Inconsistent data continues to be the greatest data challenge in ESG and sustainable finance in Asia, according to 56% of respondents who responded to a poll conducted by Asifma and the Future and Sustainable Data Alliance (Fosda).
A report co-published by both associations said that data is inconsistent as there is no standardisation to measuring E, S and G factors. In addition, individual ESG metrics vary not only between industries and markets, but also between firms in the same industry, with the quality of company disclosures differing widely.
“Firms and investors are also navigating a confusing landscape of disclosure frameworks, incentive structures, data collection methods and assessment in various markets and jurisdictions by both the public and private sectors,” Matthew Chan, head of policy and regulatory affairs at Asifma, said in the report.
“There is also no single binding global taxonomy, with classification systems for ‘green’ assets or products differing widely across jurisdictions and industries.

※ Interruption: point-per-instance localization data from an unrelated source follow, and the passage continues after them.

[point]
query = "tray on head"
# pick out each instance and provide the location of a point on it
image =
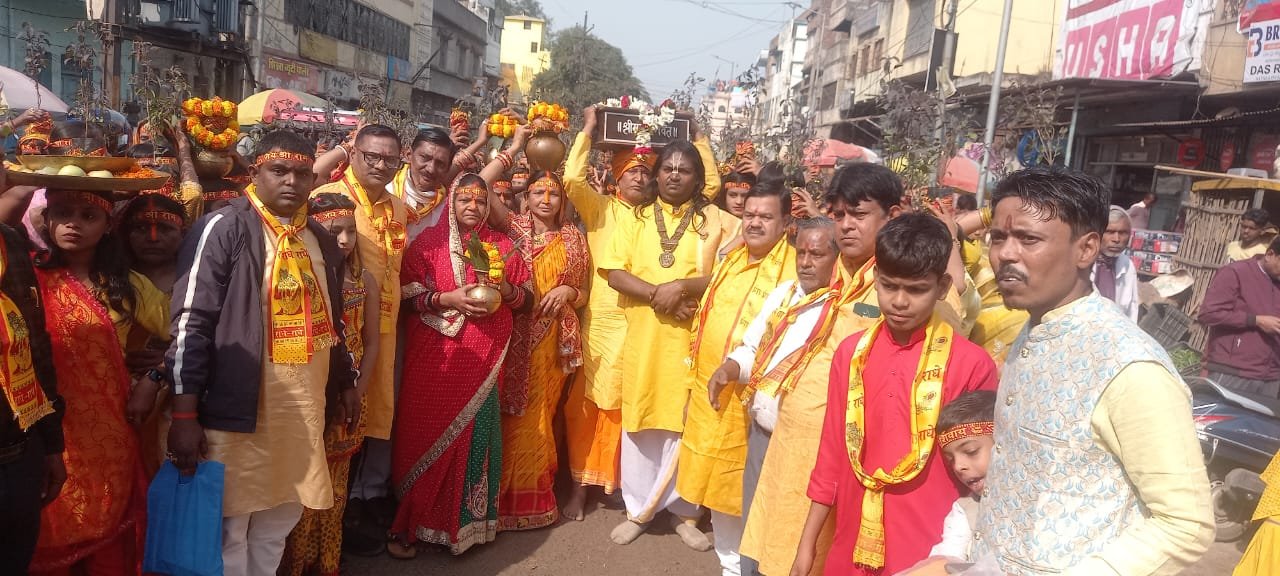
(87, 183)
(85, 163)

“The industry wants to see greater harmonisation with a consistent principles-based approach that allows tailoring to each region’s specific conditions, including different levels of economic development, and which recognizes transitional activities and investments,” he added.

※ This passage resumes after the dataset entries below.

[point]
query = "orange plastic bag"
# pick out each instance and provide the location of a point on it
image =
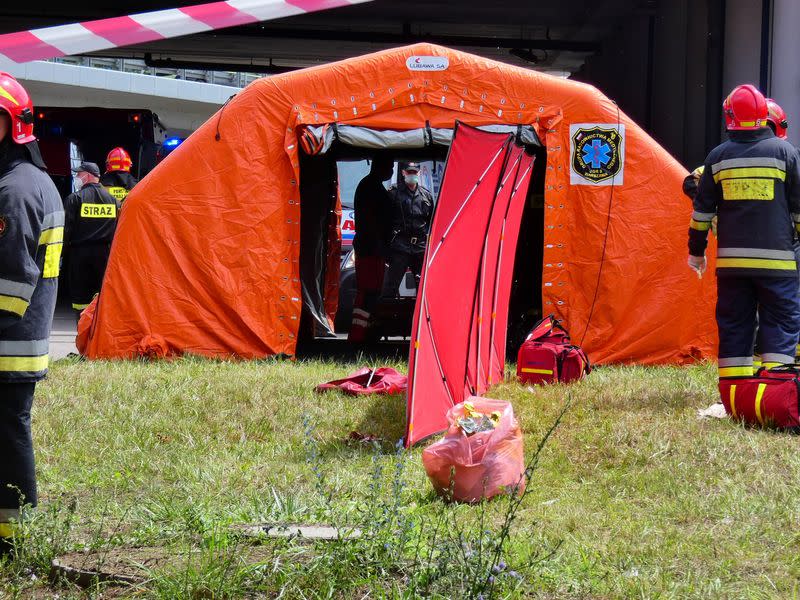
(468, 468)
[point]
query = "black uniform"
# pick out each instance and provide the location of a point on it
(91, 222)
(118, 183)
(372, 203)
(31, 235)
(752, 184)
(410, 219)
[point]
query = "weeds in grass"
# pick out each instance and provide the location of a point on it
(41, 535)
(439, 556)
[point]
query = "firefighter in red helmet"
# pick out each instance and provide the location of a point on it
(31, 233)
(776, 119)
(751, 183)
(118, 179)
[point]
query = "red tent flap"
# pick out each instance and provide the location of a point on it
(441, 333)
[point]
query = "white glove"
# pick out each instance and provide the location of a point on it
(698, 265)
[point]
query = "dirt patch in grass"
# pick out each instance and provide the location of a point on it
(137, 565)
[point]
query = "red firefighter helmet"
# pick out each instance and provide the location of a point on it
(16, 102)
(777, 118)
(745, 109)
(118, 160)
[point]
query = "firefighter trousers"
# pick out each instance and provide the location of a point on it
(775, 301)
(87, 266)
(399, 261)
(369, 282)
(17, 474)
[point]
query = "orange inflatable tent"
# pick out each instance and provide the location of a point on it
(206, 259)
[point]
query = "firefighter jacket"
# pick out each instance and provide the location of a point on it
(31, 234)
(752, 184)
(371, 203)
(91, 216)
(118, 183)
(410, 218)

In the same poll, a further 35% of respondents cited ‘poor quality data’ as the greatest data challenge in ESG and sustainable finance. While there are many “quality third party providers”, reliance on a single data source can result in volatile indicators over time, and there are concerns regarding compatibility between vendors’ methodologies, as well as transparency regarding some methodologies, according to the report. In some cases, there are also concerns about the quality of the data provided itself.